I was asked recently what I thought the learning curve is. How many cases should it take to be good at this? The learning curve should and has to be zero. Patients perceive the operation as "less invasive," but it is easier to get into trouble and harder to get out. Patients should understand this.
Let me get to the questions now. Specifically with regard to hospital stay, yes, the average was 3.3 days, which was not that much different from the open procedure—about 1.5 days less. This has to do with what we discussed yesterday. If you tell a patient preoperatively that they are going to go home in 2 days, they will go home in 2 days. We do not frequently do that, but have started. I don't actually know what the median stay is, but it is probably 3 days. Many of our patients actually come from very far away, and they want to stay in the hospital because their loved one is there and they want to see them recover.

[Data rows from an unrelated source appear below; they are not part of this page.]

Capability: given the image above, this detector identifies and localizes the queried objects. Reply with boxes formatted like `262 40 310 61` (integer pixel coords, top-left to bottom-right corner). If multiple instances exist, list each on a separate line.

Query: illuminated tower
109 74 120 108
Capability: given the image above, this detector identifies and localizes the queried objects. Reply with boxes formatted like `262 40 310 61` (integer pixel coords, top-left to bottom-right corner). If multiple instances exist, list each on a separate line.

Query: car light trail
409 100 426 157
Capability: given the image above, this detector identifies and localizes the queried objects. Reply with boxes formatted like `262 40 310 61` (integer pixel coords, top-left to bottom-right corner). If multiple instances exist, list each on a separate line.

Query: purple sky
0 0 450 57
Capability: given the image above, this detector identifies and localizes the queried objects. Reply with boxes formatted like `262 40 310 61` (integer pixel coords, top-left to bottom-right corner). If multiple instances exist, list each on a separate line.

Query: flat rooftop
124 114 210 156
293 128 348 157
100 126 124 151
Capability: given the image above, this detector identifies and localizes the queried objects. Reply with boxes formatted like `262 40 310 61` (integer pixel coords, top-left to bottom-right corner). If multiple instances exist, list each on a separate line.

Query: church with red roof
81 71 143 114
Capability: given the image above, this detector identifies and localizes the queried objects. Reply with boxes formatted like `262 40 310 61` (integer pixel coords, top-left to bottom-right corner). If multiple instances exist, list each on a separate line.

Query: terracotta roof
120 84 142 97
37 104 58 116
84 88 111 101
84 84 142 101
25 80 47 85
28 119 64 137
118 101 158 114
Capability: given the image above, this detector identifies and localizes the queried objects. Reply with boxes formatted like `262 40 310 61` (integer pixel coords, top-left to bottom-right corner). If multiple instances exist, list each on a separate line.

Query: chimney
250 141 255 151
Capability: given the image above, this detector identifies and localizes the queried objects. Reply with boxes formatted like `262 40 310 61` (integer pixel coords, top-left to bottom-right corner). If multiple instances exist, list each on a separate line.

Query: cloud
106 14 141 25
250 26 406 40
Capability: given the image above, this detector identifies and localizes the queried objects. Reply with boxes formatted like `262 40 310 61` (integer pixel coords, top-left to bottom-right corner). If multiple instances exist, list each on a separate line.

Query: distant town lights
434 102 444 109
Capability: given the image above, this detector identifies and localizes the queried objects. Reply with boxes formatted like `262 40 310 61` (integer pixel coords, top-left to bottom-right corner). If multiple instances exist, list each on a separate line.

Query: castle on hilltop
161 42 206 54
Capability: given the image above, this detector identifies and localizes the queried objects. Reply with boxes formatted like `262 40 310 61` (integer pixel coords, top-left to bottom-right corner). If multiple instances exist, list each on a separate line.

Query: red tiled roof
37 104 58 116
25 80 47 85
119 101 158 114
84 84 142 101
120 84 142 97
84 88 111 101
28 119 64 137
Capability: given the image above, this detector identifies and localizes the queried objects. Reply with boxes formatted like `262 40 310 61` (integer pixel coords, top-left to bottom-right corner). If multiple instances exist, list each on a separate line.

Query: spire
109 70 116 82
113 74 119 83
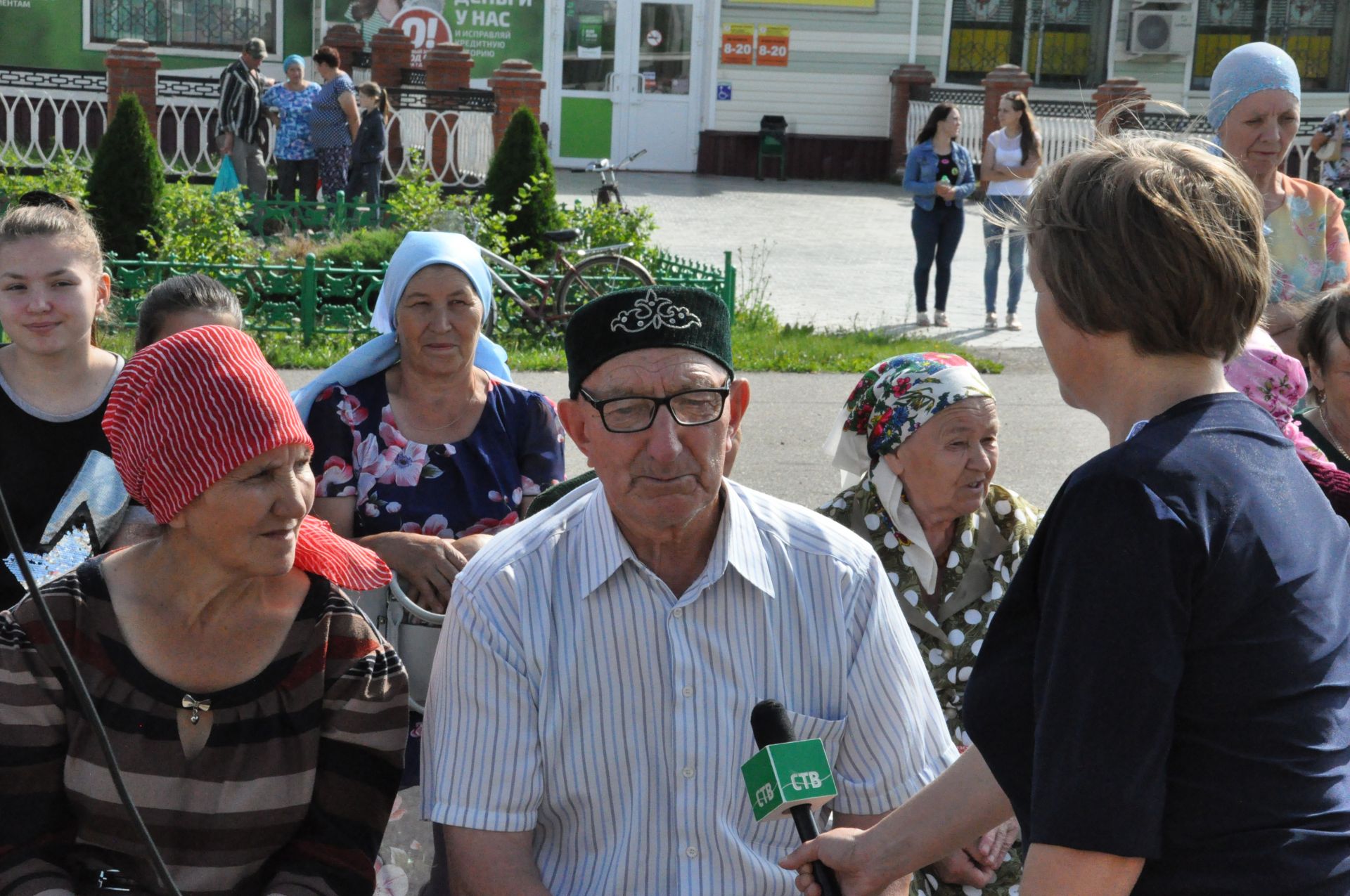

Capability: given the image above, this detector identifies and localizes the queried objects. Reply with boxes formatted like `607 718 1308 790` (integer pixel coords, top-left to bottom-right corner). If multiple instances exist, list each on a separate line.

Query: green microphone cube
741 739 838 822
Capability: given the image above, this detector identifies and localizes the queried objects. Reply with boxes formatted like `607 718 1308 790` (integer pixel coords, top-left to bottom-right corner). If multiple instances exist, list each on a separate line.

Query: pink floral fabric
309 372 565 538
1223 328 1335 468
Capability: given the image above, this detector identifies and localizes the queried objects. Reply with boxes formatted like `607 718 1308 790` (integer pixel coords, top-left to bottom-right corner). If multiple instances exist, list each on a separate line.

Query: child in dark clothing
347 81 389 202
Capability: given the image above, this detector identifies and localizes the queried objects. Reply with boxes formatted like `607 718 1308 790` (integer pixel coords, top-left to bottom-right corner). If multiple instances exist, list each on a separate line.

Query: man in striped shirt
423 287 956 896
217 38 273 200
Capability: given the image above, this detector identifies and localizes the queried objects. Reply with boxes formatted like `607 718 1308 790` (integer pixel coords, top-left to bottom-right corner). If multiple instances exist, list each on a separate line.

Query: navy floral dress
309 372 563 538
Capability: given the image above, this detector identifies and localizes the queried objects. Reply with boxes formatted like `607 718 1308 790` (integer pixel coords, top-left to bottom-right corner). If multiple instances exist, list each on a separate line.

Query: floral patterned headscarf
1223 328 1335 468
825 352 994 476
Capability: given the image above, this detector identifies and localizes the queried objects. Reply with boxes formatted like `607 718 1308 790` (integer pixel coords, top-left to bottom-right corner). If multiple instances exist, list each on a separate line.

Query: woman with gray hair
1208 43 1350 355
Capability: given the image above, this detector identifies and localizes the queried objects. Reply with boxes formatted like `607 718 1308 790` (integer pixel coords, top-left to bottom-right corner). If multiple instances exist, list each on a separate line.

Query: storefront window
85 0 279 50
1190 0 1350 91
946 0 1111 86
563 0 618 91
637 3 694 94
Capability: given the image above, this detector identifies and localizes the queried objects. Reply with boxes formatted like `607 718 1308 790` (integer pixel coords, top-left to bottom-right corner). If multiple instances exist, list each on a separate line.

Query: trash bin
754 115 787 181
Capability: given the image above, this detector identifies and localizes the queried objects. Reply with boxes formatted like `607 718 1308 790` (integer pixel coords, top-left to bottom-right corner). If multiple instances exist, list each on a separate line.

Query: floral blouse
1318 112 1350 190
309 372 565 538
819 475 1041 896
262 81 323 162
1265 174 1350 304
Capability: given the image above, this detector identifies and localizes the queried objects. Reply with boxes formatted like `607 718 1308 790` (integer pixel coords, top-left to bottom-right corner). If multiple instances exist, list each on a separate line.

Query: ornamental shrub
143 181 262 264
483 107 558 258
88 93 165 258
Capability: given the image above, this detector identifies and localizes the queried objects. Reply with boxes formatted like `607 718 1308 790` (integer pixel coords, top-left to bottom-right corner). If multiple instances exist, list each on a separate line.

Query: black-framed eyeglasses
19 190 79 212
581 384 732 433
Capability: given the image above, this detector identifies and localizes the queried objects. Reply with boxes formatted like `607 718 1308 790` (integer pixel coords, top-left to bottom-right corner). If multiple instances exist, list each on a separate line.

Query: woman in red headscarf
0 327 408 896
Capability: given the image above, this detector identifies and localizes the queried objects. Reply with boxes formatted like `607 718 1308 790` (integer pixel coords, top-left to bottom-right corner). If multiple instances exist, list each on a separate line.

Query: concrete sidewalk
558 170 1041 358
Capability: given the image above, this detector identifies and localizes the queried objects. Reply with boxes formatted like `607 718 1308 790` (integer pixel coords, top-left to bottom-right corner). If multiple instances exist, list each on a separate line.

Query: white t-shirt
984 128 1036 195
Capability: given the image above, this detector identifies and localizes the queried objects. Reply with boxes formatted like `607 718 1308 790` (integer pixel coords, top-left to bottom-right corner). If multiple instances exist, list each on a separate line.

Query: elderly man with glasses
423 286 956 896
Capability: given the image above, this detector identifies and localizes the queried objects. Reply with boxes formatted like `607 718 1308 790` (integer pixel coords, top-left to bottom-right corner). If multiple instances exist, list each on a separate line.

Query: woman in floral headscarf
821 352 1039 896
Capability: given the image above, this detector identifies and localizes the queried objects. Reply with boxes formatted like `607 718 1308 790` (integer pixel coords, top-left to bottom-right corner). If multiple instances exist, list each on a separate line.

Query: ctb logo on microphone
741 739 838 822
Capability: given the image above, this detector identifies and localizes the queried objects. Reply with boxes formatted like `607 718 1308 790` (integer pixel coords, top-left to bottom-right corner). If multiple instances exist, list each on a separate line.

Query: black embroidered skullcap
563 286 735 398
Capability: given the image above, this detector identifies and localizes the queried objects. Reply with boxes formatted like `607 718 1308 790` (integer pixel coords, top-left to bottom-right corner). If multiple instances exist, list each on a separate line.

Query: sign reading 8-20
722 23 754 65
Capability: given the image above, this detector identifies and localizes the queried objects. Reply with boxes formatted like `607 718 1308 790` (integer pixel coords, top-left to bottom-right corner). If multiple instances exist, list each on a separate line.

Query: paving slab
558 170 1041 351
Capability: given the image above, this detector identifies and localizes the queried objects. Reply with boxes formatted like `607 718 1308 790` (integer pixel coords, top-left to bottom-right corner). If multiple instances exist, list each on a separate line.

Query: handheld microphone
741 701 841 896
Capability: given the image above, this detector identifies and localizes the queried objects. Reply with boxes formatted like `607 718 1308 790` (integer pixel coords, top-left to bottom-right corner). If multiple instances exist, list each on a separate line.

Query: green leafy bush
385 147 446 231
144 181 263 263
88 93 165 258
0 150 89 211
316 228 405 267
484 107 559 258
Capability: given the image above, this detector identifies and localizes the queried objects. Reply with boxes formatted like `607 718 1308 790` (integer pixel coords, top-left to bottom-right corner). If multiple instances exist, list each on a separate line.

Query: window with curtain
85 0 281 51
1190 0 1350 92
946 0 1112 88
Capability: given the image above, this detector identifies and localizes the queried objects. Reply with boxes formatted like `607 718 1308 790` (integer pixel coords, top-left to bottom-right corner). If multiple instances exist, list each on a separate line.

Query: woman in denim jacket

With regard to multiple arteries, we actually don't exclude anyone now. We did have one patient with 3 arteries. Unless a vessel is too small to use, it is reimplanted. For the most part when we have 2 vessels, they are put together like a pair of pants and then reimplanted as one.
We have not used any interposition grafts, and I believe that is because the vessels are actually not shorter than what we are getting in the open cases. We are very careful to dissect the artery all the way to its origin from the aorta and very careful also with the vein to get as much length as possible, dividing it distal to the insertion of the adrenal vein, so between the adrenal vein and the vena cava. For this reason, we have not done any right-sided kidneys, mostly because it is easier to transplant a left-sided kidney with its associated larger vessels. As far as the number of open cases during the same time, it was actually 50. We chose those 50 for comparison because we wanted to compare cases done during the same period of time.
The need for heparin: that was standard beforehand. The transplant surgeon that I work with thinks it is important. It doesn't appear to have any deleterious effects. The patient is heparinized only for a very short period of time. We give heparin, wait about 3 minutes, and as soon as the artery is divided, we reverse the heparin with protamine. We have not noticed any significant blood loss with that, but you may be right and it may be unnecessary.